Dear Members and Friends
We are in the final stretch of 2021 – the first ten months have already left their marks on another special year in history. Let me highlight a few of these marks.
While travel is returning to some degree of normalcy in Europe, the Western Hemisphere, and some selected ASEAN countries, borders with China remain closed.
Overall, vaccination rates have increased, but there is still room for improvement in many regions. For example, many developing countries have not had access to meaningful quantities of vaccines, leaving their citizens exposed to the pandemic. This will impact their economic recovery, as these countries cannot afford to open their borders like countries with vaccination rates close to 80 precent. At the very least, the global growth rate will be affected by this situation, and another consequence will be the increased mobility of unemployed youth around the globe.

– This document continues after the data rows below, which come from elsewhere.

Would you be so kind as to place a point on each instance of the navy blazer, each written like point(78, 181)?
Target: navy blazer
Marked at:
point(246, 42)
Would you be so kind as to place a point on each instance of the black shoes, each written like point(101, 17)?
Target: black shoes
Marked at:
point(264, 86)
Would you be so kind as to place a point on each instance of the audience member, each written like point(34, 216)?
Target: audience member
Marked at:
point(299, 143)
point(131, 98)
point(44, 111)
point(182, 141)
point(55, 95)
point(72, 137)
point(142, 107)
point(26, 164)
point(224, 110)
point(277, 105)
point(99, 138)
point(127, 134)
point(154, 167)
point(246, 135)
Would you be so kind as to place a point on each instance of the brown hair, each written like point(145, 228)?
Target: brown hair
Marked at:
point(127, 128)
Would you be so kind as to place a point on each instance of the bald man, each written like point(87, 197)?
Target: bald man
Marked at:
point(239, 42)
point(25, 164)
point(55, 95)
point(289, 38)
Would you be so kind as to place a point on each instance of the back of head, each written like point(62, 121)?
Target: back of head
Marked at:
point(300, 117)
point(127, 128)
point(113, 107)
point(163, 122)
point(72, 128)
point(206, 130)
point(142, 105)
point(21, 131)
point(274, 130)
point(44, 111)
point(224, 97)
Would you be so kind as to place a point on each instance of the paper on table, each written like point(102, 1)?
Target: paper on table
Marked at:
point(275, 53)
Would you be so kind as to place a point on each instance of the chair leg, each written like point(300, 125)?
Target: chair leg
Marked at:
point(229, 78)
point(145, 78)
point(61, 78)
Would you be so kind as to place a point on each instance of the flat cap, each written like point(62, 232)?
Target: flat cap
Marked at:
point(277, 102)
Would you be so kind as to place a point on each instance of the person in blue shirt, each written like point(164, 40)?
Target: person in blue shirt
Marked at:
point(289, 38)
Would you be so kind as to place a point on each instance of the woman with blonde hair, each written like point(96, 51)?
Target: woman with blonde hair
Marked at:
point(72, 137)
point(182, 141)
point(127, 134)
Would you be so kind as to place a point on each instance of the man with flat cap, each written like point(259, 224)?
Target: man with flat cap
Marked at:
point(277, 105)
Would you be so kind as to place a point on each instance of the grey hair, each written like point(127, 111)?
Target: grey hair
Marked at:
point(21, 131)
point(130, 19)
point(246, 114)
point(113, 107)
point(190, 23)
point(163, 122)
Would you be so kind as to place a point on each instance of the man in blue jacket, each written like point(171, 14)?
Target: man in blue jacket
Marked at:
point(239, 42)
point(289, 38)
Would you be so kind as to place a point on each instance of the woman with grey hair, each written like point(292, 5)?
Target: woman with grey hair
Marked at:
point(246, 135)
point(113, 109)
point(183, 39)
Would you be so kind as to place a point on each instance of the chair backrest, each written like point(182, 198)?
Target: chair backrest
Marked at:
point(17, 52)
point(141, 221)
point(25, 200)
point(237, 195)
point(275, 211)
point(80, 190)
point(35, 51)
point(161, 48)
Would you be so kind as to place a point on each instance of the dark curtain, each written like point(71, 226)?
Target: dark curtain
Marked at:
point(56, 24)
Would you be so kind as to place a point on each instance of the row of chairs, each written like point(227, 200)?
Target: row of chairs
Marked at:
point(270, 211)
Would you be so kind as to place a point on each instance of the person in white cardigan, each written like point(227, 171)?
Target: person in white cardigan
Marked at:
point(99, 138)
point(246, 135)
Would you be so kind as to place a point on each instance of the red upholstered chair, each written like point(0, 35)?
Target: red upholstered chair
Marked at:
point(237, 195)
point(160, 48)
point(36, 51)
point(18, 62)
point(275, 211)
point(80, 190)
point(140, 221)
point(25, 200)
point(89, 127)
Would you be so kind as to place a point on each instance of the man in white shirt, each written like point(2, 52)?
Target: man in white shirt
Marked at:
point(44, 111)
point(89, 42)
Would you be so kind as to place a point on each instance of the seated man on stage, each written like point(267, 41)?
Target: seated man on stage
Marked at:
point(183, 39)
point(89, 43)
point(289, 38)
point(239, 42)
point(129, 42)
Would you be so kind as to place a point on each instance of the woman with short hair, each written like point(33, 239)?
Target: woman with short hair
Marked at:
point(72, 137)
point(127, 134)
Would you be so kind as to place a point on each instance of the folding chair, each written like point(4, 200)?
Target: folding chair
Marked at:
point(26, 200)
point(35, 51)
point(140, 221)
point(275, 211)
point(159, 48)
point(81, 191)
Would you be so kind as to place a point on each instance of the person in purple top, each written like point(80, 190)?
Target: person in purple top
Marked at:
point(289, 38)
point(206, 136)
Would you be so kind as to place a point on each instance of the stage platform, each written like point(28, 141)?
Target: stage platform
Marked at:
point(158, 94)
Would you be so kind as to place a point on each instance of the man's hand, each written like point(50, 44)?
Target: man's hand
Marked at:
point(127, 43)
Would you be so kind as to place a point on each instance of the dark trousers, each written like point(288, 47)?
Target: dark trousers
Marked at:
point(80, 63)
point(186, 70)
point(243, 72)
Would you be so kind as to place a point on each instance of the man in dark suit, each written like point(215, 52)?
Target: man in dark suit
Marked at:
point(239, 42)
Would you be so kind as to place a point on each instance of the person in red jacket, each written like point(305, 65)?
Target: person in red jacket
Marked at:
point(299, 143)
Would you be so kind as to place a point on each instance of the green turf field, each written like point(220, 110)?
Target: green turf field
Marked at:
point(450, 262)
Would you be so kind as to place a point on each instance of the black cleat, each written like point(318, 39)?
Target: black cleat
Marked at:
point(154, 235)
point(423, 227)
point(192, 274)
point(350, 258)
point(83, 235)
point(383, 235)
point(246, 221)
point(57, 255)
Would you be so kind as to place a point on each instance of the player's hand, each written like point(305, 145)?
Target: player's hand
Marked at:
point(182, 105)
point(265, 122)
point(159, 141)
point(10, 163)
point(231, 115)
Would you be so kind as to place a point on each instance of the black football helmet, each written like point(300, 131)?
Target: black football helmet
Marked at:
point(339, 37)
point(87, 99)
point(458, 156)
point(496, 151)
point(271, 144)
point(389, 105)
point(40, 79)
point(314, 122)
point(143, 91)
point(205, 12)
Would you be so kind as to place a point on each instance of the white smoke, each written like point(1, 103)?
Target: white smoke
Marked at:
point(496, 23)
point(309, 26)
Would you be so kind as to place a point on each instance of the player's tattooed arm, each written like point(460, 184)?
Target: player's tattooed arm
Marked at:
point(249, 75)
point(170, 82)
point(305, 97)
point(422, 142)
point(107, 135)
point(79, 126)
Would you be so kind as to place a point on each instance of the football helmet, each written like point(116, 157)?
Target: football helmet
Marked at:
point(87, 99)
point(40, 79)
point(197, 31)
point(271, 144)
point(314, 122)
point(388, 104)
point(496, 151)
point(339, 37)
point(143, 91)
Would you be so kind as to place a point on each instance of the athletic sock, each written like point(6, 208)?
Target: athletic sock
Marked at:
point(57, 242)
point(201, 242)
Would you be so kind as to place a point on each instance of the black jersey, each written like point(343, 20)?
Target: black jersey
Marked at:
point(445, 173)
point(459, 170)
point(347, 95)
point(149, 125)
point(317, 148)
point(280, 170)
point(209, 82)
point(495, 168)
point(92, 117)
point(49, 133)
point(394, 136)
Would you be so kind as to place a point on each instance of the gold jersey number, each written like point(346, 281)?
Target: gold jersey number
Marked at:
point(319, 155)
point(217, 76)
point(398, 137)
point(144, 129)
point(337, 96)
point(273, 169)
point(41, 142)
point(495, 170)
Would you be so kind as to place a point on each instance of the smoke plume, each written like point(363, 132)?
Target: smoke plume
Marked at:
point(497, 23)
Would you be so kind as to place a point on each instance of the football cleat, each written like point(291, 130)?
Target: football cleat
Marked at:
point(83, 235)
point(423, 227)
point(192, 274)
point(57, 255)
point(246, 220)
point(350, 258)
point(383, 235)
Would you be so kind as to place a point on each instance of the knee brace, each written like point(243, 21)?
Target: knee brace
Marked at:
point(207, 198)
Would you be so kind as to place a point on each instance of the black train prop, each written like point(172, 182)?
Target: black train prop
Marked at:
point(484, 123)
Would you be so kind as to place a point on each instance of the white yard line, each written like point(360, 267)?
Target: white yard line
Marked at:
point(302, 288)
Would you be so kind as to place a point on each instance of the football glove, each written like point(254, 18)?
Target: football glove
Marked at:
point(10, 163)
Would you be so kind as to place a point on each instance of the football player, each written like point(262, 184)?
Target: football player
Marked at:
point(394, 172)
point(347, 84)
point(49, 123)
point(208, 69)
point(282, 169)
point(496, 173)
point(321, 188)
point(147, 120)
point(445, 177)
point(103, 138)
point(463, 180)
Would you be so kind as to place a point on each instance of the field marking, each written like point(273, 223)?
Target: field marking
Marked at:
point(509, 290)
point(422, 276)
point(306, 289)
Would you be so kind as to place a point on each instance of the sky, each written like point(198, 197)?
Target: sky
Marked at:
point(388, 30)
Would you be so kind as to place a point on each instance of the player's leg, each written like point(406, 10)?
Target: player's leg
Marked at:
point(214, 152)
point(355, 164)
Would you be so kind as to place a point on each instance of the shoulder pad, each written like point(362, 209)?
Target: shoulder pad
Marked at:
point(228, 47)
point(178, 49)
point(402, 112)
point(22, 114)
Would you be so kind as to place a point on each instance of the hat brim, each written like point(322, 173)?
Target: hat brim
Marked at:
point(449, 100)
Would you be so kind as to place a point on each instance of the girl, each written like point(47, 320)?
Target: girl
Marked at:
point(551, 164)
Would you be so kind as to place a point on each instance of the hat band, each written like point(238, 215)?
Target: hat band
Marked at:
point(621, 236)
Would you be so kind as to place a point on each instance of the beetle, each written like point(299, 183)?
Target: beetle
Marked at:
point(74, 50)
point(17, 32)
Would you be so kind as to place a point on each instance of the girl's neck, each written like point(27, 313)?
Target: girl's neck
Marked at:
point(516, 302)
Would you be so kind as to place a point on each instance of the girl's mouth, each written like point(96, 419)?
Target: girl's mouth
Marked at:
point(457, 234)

The supply chain interruptions observed since the beginning of 2020 are still an event that occurs far too often and threatens to disrupt the recovering economy in all parts of the world, including Switzerland. Some logistics companies indicate that this will continue into 2023 or even longer in certain industries and categories of goods. This affects not only computer chips for car manufacturing and Christmas lights and gifts, but also building materials and other raw materials on a global scale. The shortage is making itself felt in house construction in rural Switzerland as well as rural Malaysia, and it is now having a global impact. It is further compounded by the energy crisis caused by a faster-than-expected economic recovery. This is driving up prices for materials that consume a lot of energy, such as steel and aluminum, to levels not seen for many
years.
The reverberations of Evergrande’s financial problems are still in play. While Evergrande may be able to save itself, other real estate developers may not be able to survive the current market and financing situation. We will not know what this means for the real estate market in China and its financial institutions for several months or until the 2021 annual reports are published. However, we believe Evergrande’s troubles do not constitute a systemic risk for China’s financial sector, since 99 percent of China’s financial institutions are controlled by the government already.

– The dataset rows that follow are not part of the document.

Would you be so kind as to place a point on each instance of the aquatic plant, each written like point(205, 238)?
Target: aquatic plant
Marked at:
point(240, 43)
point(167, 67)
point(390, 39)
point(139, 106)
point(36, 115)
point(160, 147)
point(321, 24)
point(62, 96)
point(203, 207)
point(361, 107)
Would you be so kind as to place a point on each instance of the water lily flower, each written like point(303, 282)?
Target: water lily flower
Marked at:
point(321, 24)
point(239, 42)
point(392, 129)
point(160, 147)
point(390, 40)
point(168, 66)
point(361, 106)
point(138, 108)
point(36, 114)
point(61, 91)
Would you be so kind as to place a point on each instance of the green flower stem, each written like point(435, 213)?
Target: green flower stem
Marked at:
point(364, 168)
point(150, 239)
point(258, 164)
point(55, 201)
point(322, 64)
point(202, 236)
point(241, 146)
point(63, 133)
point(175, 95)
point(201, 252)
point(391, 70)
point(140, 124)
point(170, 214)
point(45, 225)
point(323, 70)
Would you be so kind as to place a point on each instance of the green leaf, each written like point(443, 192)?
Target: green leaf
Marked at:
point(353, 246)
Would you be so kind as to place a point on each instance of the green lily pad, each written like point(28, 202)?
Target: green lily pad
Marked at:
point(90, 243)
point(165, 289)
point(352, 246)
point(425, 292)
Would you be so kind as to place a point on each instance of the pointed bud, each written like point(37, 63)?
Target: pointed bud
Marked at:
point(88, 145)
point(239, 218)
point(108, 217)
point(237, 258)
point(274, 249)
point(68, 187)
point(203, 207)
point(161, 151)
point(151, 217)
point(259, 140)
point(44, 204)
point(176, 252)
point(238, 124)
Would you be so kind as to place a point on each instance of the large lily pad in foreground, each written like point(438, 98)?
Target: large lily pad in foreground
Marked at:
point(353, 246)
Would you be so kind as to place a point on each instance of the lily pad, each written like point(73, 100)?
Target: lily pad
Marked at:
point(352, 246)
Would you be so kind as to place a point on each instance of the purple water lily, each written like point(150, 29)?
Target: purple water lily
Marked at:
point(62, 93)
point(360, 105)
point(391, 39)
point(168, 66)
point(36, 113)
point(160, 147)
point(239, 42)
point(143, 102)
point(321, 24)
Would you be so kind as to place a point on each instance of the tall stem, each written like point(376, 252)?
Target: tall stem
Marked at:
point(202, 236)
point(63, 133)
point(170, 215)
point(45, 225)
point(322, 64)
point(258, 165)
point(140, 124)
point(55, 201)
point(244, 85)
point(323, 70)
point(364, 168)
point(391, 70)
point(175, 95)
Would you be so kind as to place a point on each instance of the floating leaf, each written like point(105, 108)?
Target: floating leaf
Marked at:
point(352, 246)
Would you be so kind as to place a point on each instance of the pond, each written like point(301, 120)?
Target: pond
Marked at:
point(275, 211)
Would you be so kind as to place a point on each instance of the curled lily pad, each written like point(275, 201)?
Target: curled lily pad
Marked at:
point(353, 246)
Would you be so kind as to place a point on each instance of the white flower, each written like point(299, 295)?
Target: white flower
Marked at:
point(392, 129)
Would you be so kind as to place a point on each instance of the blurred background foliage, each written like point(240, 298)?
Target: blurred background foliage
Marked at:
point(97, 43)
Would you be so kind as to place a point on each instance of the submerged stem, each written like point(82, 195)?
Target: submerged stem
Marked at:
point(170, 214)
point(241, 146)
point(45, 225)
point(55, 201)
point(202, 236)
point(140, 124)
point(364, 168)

Meanwhile, the CCP celebrated its 100th anniversary. Due to the closed borders and measures to protect Chinese citizen from the pandemic, the events took place domestically without the usual international fanfare.

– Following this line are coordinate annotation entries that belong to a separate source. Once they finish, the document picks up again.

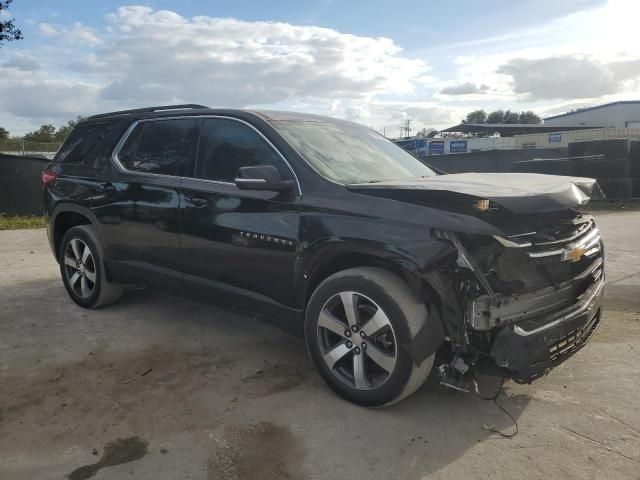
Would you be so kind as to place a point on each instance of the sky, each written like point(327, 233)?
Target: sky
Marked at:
point(374, 62)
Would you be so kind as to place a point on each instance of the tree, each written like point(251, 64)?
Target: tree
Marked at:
point(63, 132)
point(8, 31)
point(477, 116)
point(46, 133)
point(426, 133)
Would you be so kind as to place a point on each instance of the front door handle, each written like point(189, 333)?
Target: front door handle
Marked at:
point(198, 202)
point(105, 187)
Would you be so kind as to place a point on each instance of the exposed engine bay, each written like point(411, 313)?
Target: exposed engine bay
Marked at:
point(518, 305)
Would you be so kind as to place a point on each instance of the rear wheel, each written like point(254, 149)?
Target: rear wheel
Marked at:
point(82, 269)
point(356, 324)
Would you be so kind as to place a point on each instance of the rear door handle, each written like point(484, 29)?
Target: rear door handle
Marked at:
point(196, 201)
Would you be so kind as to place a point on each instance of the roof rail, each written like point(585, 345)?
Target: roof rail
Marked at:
point(160, 108)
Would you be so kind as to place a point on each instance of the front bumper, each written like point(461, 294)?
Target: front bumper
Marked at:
point(529, 349)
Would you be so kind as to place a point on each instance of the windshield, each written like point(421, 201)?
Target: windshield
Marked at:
point(350, 153)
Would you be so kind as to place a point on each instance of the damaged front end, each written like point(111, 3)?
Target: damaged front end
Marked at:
point(518, 305)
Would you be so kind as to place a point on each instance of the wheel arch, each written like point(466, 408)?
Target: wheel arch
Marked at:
point(331, 263)
point(432, 335)
point(64, 217)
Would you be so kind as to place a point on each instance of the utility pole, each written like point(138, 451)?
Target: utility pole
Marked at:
point(407, 128)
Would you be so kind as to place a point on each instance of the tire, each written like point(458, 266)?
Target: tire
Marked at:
point(600, 167)
point(549, 166)
point(611, 148)
point(83, 273)
point(616, 188)
point(370, 289)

All this makes one realize that China is now fully part of the global economy and acts as a recipient and source of events that influence the well-being of the world. Although the country’s system of governance and values may seem foreign and opaque to us, we cannot neglect the fact that it affects us. To dismiss China and not make an effort to understand the reasons for China’s actions is counterproductive. Right now, we must increase our efforts to understand China. Only then we will have the arguments we need to discuss with China the areas where we agree and disagree. This includes legislations that are meant to be poison pills for China, but are also poison pills for all investors from countries that want to invest in Switzerland.